Social Media Is Ruining Our Minds
It also might save them
You have undoubtedly heard, the internet is bad for your brain. It can be especially damaging for those struggling with mental illness. Trolls are everywhere. Searching for information about your struggles may lead you into dark places. Websites that promote self-harm, suicide, and eating disorders abound, and many have hard-to-spot social media presences that no platform has quite figured out how to moderate: They’re arguably some of the internet’s most toxic filter bubbles. Even if you don’t wander into someone else’s stability-compromising clutches, you may end up compromising yourself; after all, search results last forever.

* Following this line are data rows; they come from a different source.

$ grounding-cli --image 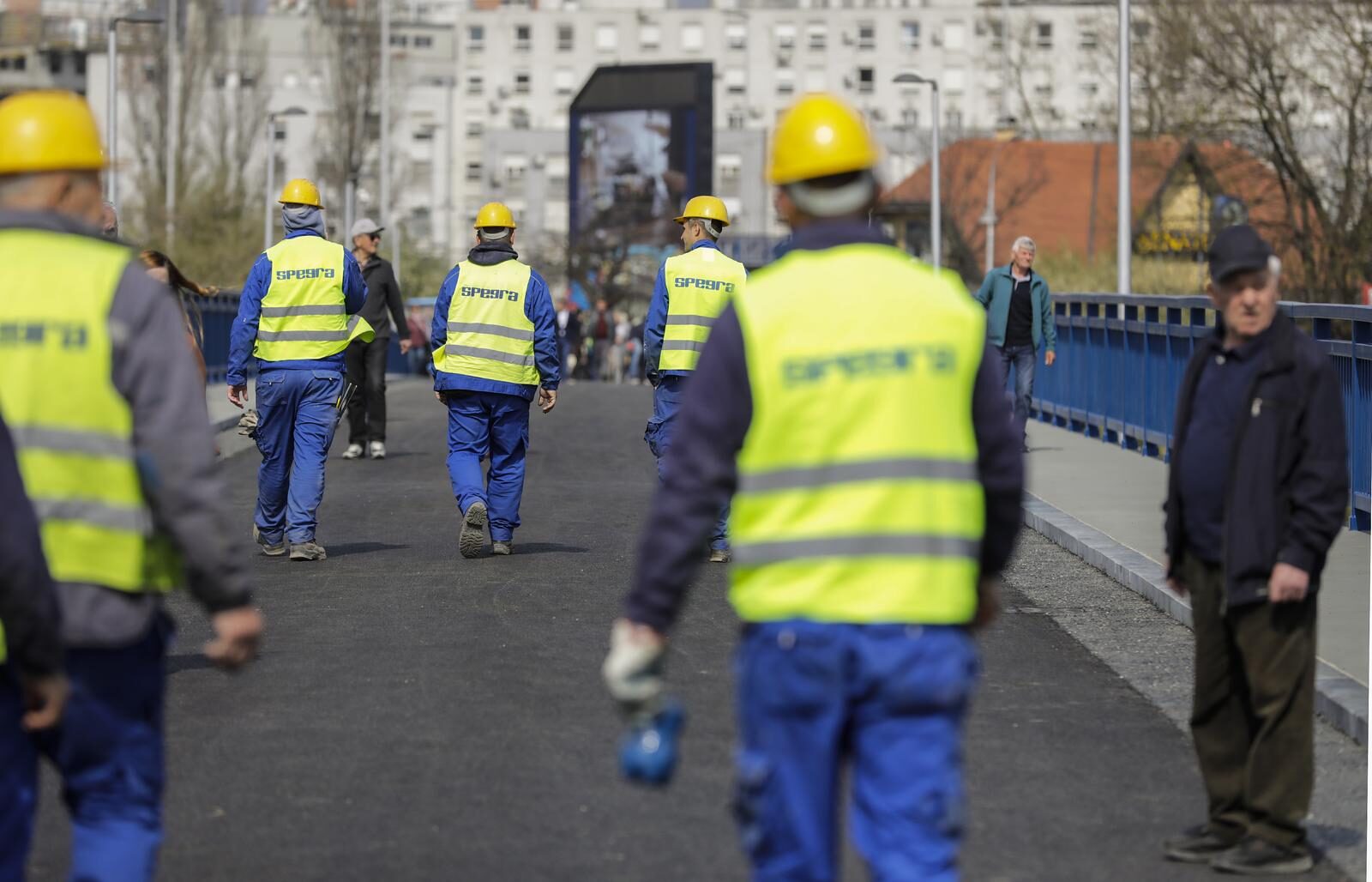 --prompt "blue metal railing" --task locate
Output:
[1032,294,1372,530]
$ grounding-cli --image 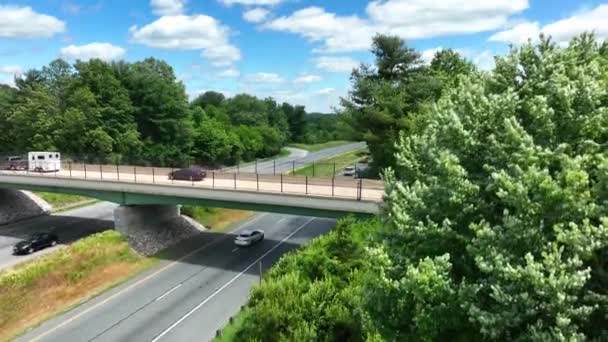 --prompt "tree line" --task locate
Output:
[224,34,608,341]
[0,58,337,166]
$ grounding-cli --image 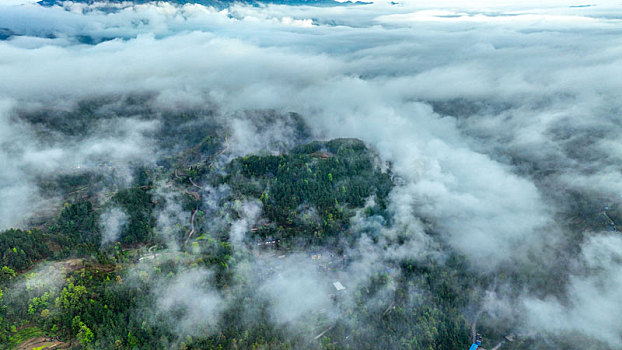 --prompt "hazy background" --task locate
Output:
[0,0,622,348]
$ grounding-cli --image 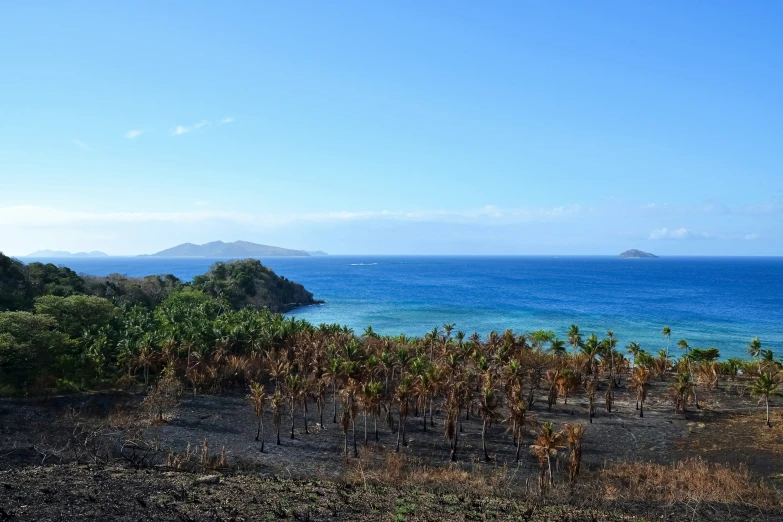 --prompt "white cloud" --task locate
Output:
[0,205,253,226]
[171,120,209,136]
[0,201,581,226]
[73,140,92,152]
[649,228,714,239]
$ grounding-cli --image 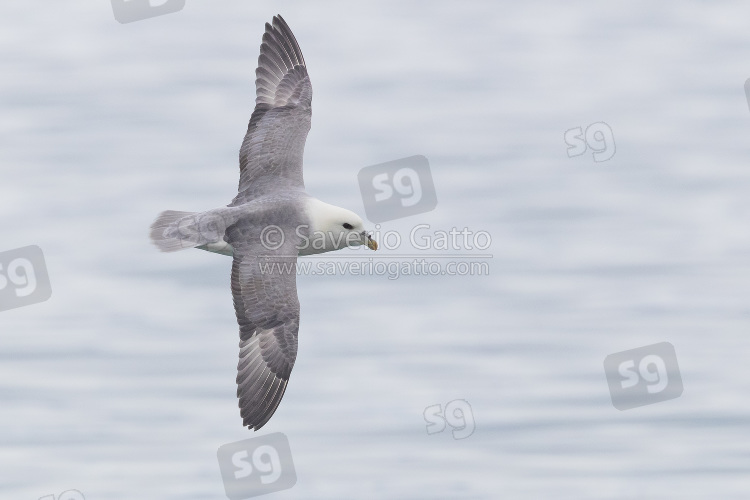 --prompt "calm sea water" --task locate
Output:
[0,0,750,500]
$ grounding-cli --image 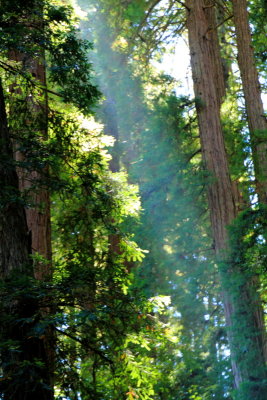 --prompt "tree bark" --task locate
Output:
[232,0,267,205]
[9,5,55,394]
[186,0,266,400]
[0,81,53,400]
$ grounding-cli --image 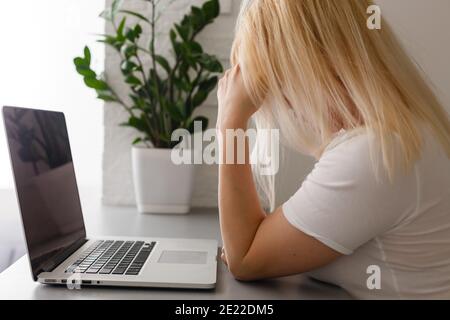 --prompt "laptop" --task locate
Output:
[3,107,218,289]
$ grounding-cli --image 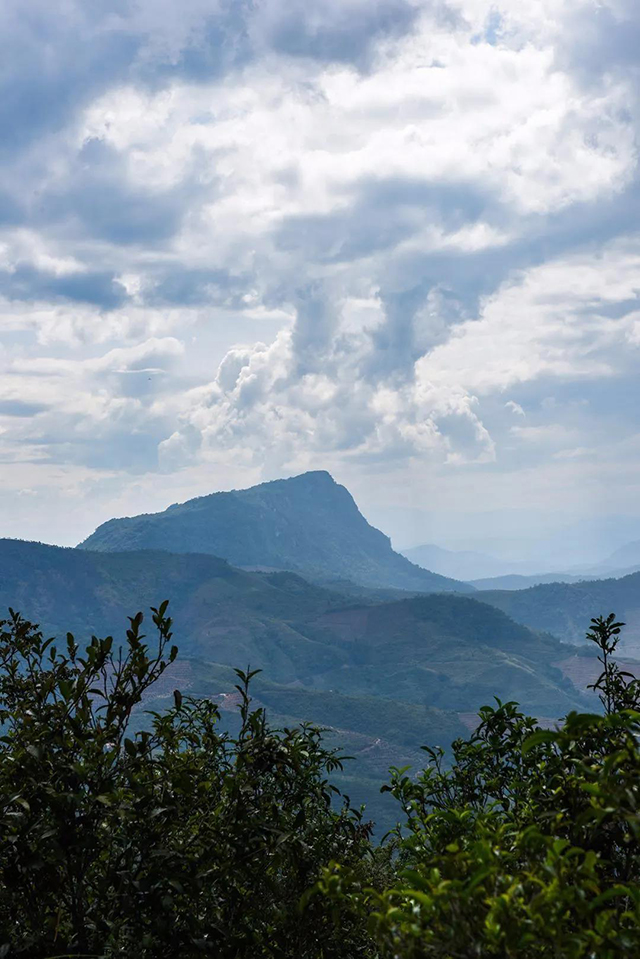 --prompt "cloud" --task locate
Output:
[0,0,640,544]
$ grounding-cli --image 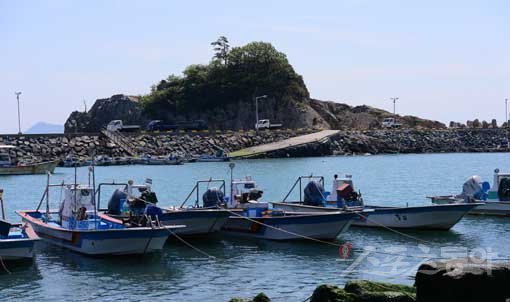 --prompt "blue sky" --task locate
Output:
[0,0,510,132]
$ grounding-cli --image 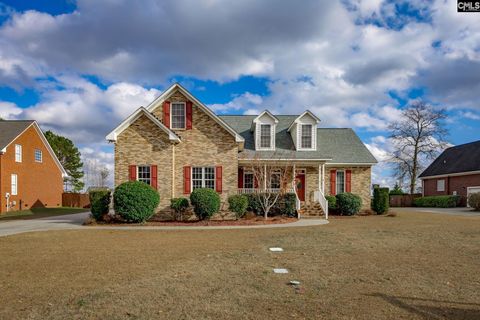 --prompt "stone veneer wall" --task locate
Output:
[115,115,173,211]
[325,167,372,210]
[153,91,238,208]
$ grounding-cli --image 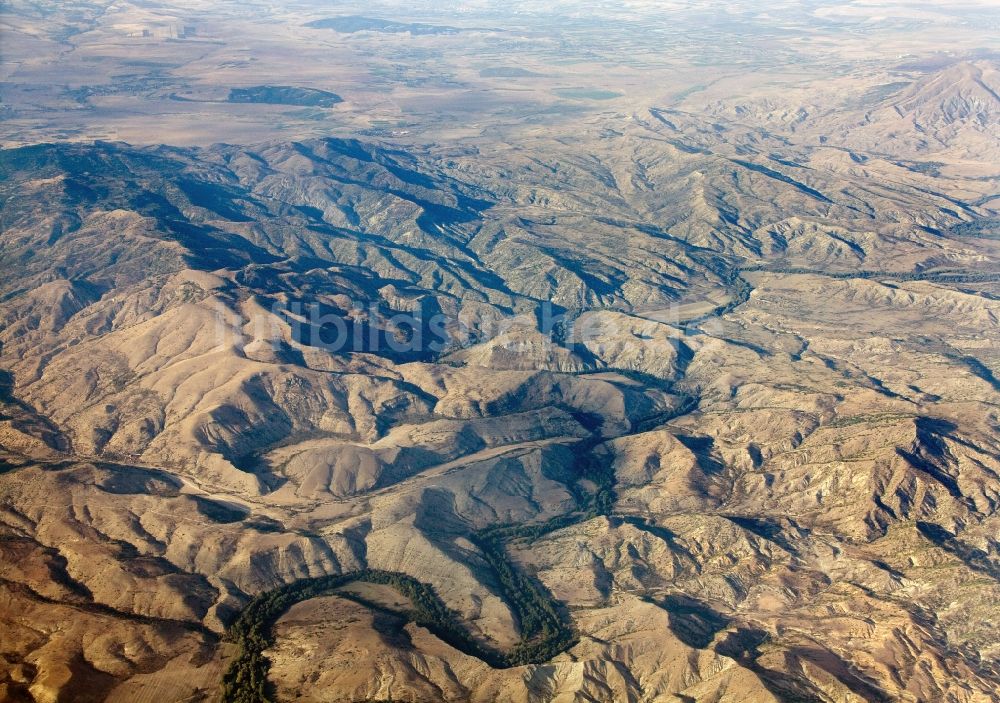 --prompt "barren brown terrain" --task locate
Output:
[0,0,1000,703]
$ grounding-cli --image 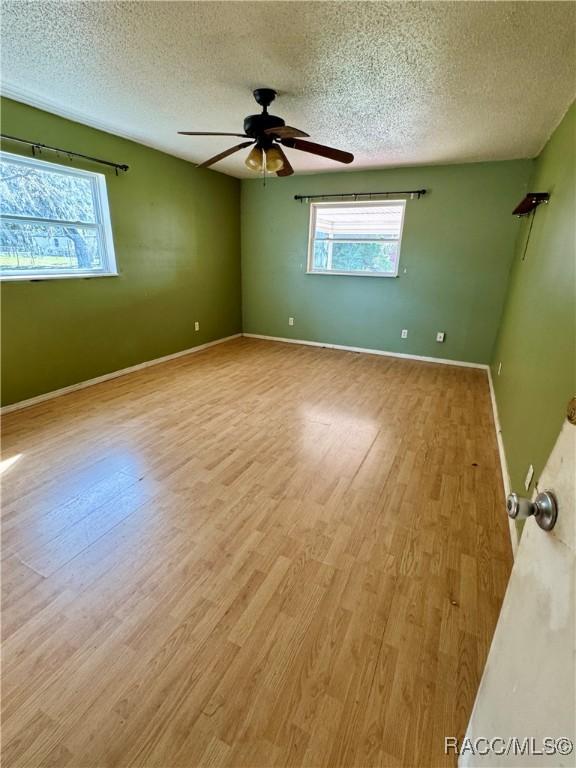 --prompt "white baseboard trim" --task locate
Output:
[488,367,518,558]
[242,333,489,371]
[0,333,242,414]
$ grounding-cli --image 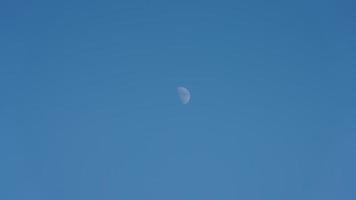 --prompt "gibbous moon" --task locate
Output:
[177,87,190,104]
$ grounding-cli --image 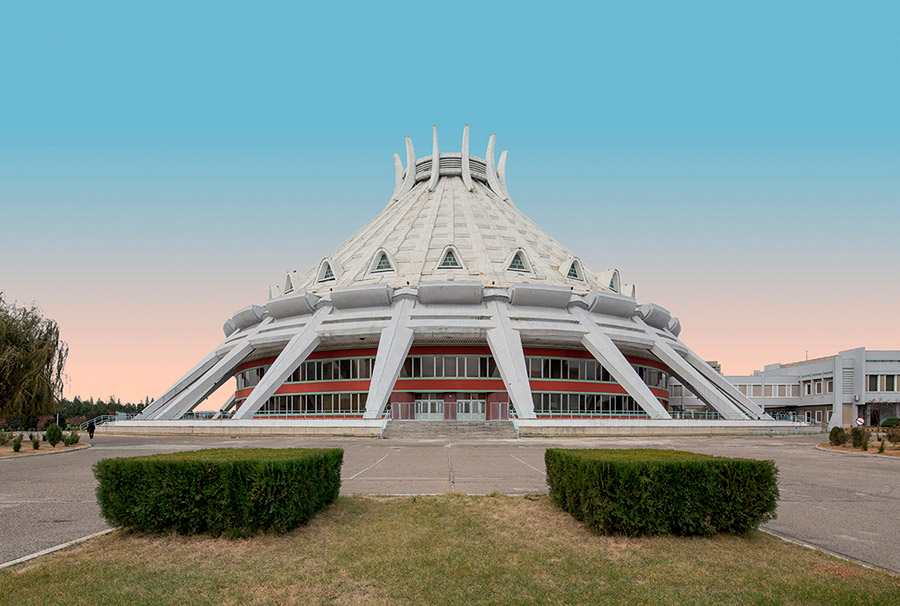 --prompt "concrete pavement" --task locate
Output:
[0,435,900,572]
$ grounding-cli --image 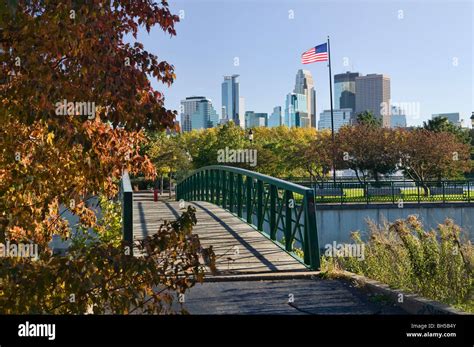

But telling anybody to stay offline in 2018 is impractical and myopic advice. Besides, the internet solves many of the problems therapists and other researchers have been thumping against for decades. Seeking mental health care in person comes with stigma, but it's easy to remain anonymous online. Getting to a therapist’s office can be too logistically challenging (think teens without driver’s licenses) or expensive for some. What's more, the web makes suffering searchable—painful social media posts and searches related to mental health are now indexable data.
Into that amalgam, two approaches to using the internet to save our minds have emerged: using targeted ads make people aware of services that already exist, and starting new social platforms designed to encourage peer-to-peer support. Neither is without risk.